Se llamaba Claude Mespolet y su nariz era como un punzón listo para taladrar, brotando de su cabeza de vieja momia amargada, que coronaba un cuerpecito de polichinela. Tenía apenas treinta años y llevaba una chaqueta roñosa sobre una camisa arrugada pero provista sin embargo de gemelos de oro. Se mostraba muy escéptico ante la historia del envenenamiento con setas; y tenía algo contra el mundo en general y contra mí en particular.

—Cuando se produce un asesinato —me dijo—, primero hay que buscar el móvil. Usted tiene un móvil.

—Quizás lo tenga, pero no ha habido asesinato.

—No hay nada que lo pruebe —objetó.

—Tampoco hay nada que pruebe lo contrario.

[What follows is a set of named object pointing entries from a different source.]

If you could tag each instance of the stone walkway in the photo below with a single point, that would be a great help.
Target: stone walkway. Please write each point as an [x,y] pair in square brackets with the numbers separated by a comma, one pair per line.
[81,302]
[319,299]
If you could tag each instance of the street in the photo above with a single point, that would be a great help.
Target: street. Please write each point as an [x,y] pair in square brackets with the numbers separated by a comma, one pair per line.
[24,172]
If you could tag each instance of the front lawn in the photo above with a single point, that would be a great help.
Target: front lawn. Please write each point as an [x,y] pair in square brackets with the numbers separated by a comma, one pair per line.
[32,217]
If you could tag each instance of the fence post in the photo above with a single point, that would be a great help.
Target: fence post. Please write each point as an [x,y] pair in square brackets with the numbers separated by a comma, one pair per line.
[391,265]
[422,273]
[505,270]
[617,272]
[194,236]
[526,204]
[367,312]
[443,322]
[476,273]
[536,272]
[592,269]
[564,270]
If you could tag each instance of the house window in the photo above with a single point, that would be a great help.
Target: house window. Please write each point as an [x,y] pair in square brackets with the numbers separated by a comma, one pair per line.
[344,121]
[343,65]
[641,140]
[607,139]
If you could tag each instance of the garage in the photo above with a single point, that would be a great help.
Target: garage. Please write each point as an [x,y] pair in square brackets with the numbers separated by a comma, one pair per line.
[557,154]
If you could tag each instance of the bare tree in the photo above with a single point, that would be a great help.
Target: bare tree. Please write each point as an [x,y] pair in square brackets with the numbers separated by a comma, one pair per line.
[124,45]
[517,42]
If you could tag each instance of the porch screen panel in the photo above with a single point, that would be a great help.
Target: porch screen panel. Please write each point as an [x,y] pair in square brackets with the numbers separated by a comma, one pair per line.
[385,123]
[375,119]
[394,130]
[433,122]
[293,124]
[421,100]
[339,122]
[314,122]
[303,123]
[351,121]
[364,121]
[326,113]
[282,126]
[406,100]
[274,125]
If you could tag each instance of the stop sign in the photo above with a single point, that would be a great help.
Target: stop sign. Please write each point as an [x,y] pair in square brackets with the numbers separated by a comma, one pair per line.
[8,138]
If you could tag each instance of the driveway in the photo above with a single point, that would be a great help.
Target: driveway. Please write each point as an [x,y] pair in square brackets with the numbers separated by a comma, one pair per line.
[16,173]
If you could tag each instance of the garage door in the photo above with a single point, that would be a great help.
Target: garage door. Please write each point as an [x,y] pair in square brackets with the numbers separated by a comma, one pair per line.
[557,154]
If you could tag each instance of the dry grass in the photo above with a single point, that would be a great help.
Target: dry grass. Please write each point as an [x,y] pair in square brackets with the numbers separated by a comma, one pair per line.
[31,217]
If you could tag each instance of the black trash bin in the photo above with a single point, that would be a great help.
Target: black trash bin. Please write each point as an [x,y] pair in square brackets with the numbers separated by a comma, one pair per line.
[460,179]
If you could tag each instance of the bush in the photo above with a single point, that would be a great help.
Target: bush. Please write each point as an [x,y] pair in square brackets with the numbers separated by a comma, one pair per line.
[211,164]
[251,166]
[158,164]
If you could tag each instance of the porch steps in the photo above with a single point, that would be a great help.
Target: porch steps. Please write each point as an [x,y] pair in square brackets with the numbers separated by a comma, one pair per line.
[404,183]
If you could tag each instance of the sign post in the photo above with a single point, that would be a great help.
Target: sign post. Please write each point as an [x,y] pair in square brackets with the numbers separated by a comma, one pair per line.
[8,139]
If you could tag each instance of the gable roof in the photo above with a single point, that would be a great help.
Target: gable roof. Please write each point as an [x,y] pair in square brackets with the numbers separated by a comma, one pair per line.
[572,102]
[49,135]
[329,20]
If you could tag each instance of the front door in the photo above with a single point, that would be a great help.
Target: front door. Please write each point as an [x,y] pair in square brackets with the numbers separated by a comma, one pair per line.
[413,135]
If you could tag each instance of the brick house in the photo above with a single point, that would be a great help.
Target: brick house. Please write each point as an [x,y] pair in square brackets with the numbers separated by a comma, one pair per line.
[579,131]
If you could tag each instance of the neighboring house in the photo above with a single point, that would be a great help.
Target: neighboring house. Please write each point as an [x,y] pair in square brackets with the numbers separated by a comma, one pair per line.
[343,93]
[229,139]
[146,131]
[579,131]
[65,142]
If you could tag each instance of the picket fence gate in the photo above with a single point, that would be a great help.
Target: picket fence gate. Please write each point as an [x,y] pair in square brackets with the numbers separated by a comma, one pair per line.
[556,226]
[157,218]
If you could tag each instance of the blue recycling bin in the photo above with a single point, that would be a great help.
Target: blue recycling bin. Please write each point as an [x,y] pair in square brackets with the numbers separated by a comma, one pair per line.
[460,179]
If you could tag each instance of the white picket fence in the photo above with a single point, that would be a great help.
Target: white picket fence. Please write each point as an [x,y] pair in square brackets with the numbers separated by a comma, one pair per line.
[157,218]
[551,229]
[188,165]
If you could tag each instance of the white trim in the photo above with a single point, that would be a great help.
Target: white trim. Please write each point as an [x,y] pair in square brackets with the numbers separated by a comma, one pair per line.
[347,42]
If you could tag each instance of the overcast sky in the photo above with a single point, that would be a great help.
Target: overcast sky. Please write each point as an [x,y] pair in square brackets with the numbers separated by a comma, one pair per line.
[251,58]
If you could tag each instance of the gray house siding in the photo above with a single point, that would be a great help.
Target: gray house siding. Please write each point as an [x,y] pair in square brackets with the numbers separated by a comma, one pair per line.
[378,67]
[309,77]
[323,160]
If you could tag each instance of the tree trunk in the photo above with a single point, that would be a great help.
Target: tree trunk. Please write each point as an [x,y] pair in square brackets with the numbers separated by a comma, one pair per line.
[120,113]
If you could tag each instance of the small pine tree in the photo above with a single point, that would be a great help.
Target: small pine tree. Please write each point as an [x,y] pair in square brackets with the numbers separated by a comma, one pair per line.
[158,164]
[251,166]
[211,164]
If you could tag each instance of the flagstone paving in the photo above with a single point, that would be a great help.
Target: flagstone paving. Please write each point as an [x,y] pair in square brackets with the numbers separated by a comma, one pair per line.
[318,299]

—Sí, señora: hemos encontrado restos de cicuta en los cadáveres de los perros. Lo que me permite imaginar que alguien, después de su muerte, a modo de puesta en escena, puso en las escudillas restos de setas venenosas.

El inspector Mespolet clavó su mirada en mis ojos hasta que los bajé.

—Ciertamente, no es más que una suposición mía —concluyó—, pero reconozca que hay algo que no encaja...

Sin saberlo, Claude Mespolet me había dado una buena lección. Aunque él no era un as de la policía, yo tampoco era una virtuosa del crimen. A partir de entonces, se acabaron las puestas en escena: despertaban demasiadas sospechas. Era mejor improvisar.

Meses después, recibí una carta del notario de Manosque anunciándome que, tras la «trágica desaparición» de Justin y de Anaïs Lempereur, yo era la única heredera de la granja de Sainte-Tulle. Le respondí que, tras haber alcanzado la mayoría de edad y deseando deshacerme de la propiedad, le encargaba que fuera vendida en el menor tiempo posible.

Con el fruto de la venta pude comprar, a finales de ese mismo año, un apartamento de dos dormitorios en París, en la rue du Faubourg-Poissonnière, para Gabriel, Édouard y yo. Allí fui, durante casi diez años, la mujer más feliz del mundo.